16 réponses à “La photo un peu floue”

  1. Madame Sioux dit :

    Bah dis donc, tu en trouves du temps pour publier toi en ce moment, je t’envie ! Ou alors faudrait juste que je le prenne, je sais pas…

    Et puis tu m’as mis les larmes aux yeux. Grandir en se sachant aimé, quoiqu’il arrive et quoique l’on fasse, c’est bien la seule base nécessaire, ce dont tous les enfants devraient être sûrs pour pousser sereinement.
    Nos enfants ont au moins cette chance-là (et plein d’autres aussi, je pense), ce départ positif dans la vie 🙂

    • malise dit :

      J’ai pas mal de temps tu sais… Bon en réalité je le prends sur d’autres choses qui devraient avoir la priorité, mais je me dis que ce sera beaucoup plus compliqué à partir de septembre, alors j’en profite!

  2. Aloès dit :

    Oui c’est bien là le principal ! On ne peut pas être tout le temps au top, mais leur rappeler qu’on les aime même quand on est fâché, même quand on ne se comprend pas, même quand on n’arrive pas à communiquer, c’est rassurant, pour eux comme pour nous 😉
    Des bisous

  3. MARIE KLEBER dit :

    Souvent ce ne sont pas les photos très travaillées qui sont les plus belles.
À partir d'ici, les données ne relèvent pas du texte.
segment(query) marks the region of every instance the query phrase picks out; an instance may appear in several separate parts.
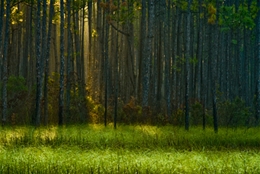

Parfois moi aussi je perds mes moyens devant des colères sans précédent. Mais je crois que dire et redire à nos enfants que nous les aimons c’est leur offrir de bonnes bases pour la suite, pour leur vie.
    Bises à vous tous

    • malise dit :

      En tout cas les photos prises sur le vif ont souvent ce petit truc en plus, on voit les gens comme ils sont dans leur quotidien, et non pas dans un sourire figé… Enfin sauf pour moi, j’ai toujours une tête terrible sur ce genre de photos! 😉

  4. Delphine dit :

    Eh bien tu sais quoi? C’est ce que je me dis tout le temps quand je suis mal et que je culpabilise parce que « j’ai du » me fâcher encore une fois. J’essaye mais bon on se comprend 🙂 Alors un énorme câlin pour le rassurer et faire le pleins d’endorphines 🙂 en lui expliquant pourquoi je me suis énervée. Qu’ils sachent qu’on les aime, c’en est même VITAL!
    Elle est magnifique ta photo, j’adore!!

  5. Alice dit :

    hO la la oui !
    Ma mère accuse (gentiment) le fait que nous les aimions trop, et que du coup on se sente submergés (de tendresse, d’émotion, de stress, de colère…)

    • malise dit :

      Je crois que c’est exactement la même chose chez nous! On est aussi très souvent dans le « trop », que ce soit pour des émotions positives ou négatives… Enfin, pour les positives, on n’en fait jamais trop en réalité! 😉

  6. Comme toi, je n’arrive pas à supprimer des photos d’elles!
    Ces petits instants du quotidien, on s’en rappelle parfois quelques années après à la vue des photos.
    Et tu as raison. Le plus important, c’est l’amour et la tendresse, ça aide les enfants à grandir, et les adultes à rester un peu des enfants 🙂

    • malise dit :

      C’est très joli ce que tu dis, je n’avais pas pensé au fat que les câliner nous permettait aussi de redevenir un peu enfants. C’est très vrai, et qu’est-ce que c’est agréable!